Volatility refers to the degree of variation of a trading price series over time. It is a statistical measure of the dispersion of returns for a given security or market index. High volatility indicates a greater potential for significant price swings, both upward and downward, while low volatility suggests a more stable and predictable price movement. Volatility plays a central role in options pricing, risk management, and overall market analysis, providing insights into the level of uncertainty or market sentiment at a given time.
Similar to the risks associated with stocks, the volatility of an individual stock can also be broken down into two components: idiosyncratic and systematic volatilities. In a model proposed by Reference [1], the price and volatility dynamics of a stock are described using separate stochastic differential equations: one for the stock price, one for the idiosyncratic volatility, and one for the systematic volatility.
The authors studied volatility estimation in different timeframes.

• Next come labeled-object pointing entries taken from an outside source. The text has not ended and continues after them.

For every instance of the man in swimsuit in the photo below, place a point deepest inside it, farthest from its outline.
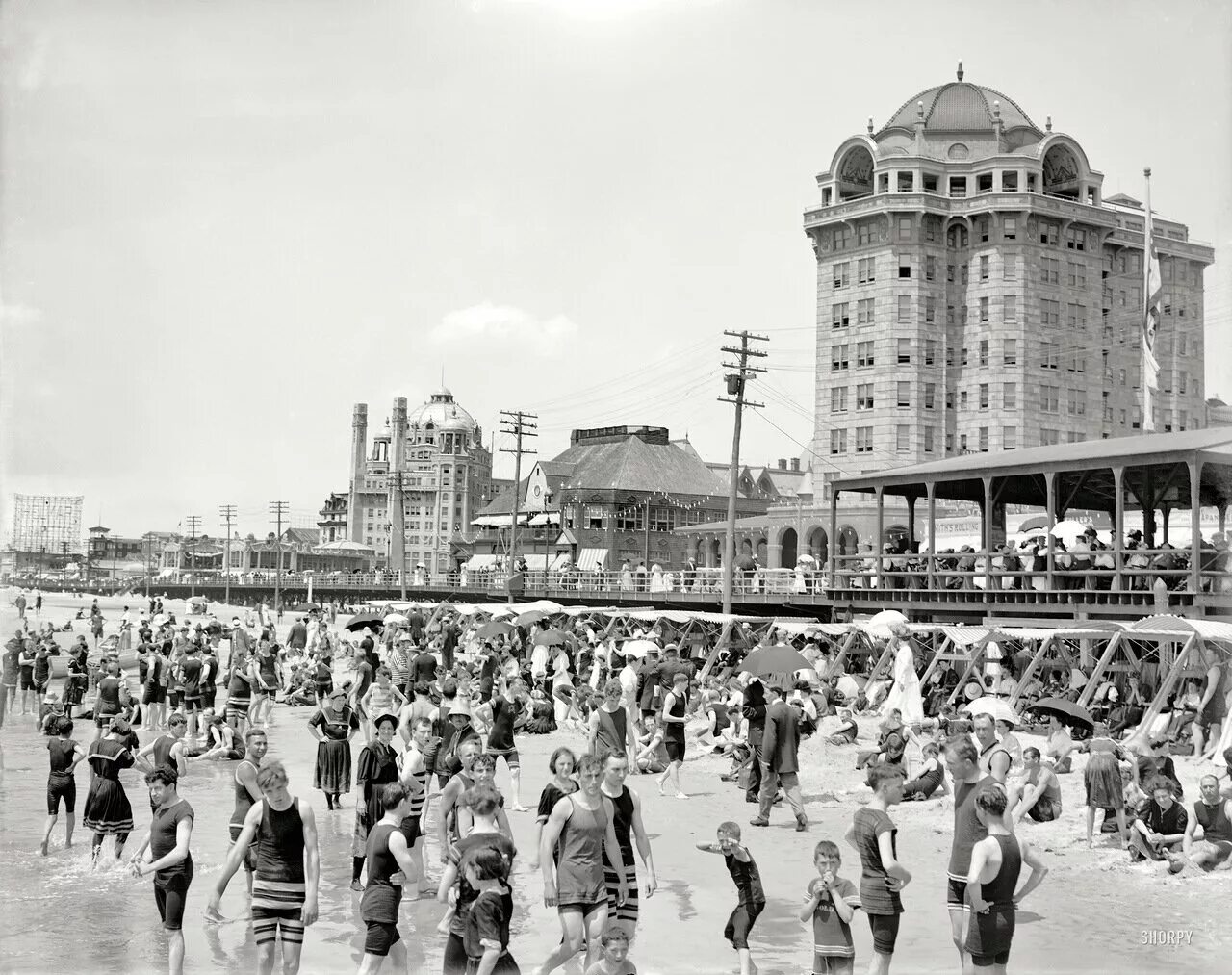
(628, 805)
(286, 875)
(962, 759)
(995, 861)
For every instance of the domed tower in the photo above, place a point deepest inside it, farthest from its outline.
(449, 475)
(976, 293)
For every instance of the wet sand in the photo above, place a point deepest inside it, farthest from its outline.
(1094, 913)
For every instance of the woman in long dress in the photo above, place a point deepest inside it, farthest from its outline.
(905, 695)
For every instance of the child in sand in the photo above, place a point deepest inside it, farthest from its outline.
(748, 887)
(831, 903)
(615, 957)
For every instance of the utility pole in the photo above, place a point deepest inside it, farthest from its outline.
(278, 509)
(735, 383)
(514, 422)
(193, 524)
(228, 512)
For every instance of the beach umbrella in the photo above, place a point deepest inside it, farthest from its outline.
(364, 619)
(778, 659)
(637, 649)
(850, 685)
(998, 707)
(549, 637)
(1067, 711)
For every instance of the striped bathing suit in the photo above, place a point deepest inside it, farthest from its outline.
(278, 878)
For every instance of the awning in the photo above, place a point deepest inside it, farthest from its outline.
(590, 558)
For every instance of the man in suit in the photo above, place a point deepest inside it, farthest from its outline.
(780, 758)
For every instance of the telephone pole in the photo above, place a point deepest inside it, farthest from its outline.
(228, 512)
(735, 389)
(514, 422)
(278, 509)
(193, 524)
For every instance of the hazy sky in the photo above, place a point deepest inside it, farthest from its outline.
(224, 223)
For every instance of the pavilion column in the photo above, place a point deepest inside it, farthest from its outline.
(880, 535)
(1195, 522)
(1051, 484)
(1117, 526)
(932, 534)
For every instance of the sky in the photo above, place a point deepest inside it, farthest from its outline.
(222, 224)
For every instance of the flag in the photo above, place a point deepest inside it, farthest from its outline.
(1149, 321)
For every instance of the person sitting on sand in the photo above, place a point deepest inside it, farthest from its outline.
(1161, 827)
(845, 732)
(1214, 813)
(1041, 790)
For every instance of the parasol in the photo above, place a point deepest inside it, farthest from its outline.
(1065, 711)
(778, 659)
(549, 637)
(998, 707)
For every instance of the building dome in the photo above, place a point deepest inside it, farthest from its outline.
(443, 413)
(960, 106)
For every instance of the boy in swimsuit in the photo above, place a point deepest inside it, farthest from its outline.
(748, 887)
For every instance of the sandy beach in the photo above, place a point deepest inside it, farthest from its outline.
(1095, 912)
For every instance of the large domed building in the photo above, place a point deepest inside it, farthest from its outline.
(976, 291)
(423, 478)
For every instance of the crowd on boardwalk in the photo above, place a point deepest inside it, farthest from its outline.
(435, 702)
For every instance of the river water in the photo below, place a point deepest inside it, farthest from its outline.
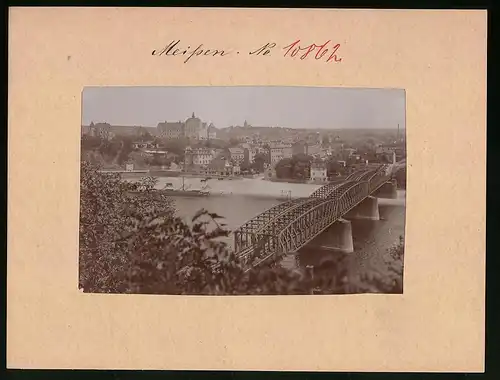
(239, 200)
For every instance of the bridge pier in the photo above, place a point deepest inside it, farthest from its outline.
(367, 209)
(337, 238)
(388, 190)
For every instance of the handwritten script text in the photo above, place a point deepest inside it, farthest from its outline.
(326, 51)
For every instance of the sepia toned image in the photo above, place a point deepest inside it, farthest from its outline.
(242, 190)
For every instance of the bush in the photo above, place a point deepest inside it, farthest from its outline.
(132, 242)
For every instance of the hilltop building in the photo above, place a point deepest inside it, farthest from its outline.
(319, 172)
(193, 128)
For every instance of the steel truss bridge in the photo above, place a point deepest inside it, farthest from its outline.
(290, 225)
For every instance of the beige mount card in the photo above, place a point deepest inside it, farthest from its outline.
(434, 62)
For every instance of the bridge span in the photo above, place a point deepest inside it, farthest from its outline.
(291, 225)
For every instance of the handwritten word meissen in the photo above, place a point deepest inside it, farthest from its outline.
(327, 51)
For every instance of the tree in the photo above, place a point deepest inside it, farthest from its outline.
(132, 242)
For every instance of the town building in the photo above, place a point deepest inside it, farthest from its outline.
(170, 130)
(302, 147)
(237, 154)
(107, 131)
(145, 145)
(192, 127)
(222, 166)
(102, 130)
(275, 155)
(319, 172)
(212, 132)
(198, 156)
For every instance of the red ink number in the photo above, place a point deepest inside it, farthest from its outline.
(320, 51)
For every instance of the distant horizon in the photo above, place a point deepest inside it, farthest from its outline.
(236, 126)
(315, 108)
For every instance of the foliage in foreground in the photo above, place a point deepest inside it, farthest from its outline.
(132, 242)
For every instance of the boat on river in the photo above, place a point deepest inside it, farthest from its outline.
(185, 191)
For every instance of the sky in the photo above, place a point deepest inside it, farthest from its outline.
(291, 107)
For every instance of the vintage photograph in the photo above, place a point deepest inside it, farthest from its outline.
(242, 190)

They pointed out,
Our research provides insights into the complexity of volatility estimation within financial markets, elucidating the dynamics of retail traders’ impact and the evolving landscape shaped by the fintech revolution. The characterization of retail traders, as underscored by our study, is multifaceted; they amplify idiosyncratic risk while simultaneously mitigating broader market risk.
We demonstrate that the granularity of time intervals is pivotal in capturing risks, ranging from idiosyncratic nuances to systematic trends. Moreover, our findings challenge prevailing narratives, revealing that retail traders, often underestimated, exhibit strategic responses to market shifts, thus playing a role traditionally attributed to more seasoned market actors.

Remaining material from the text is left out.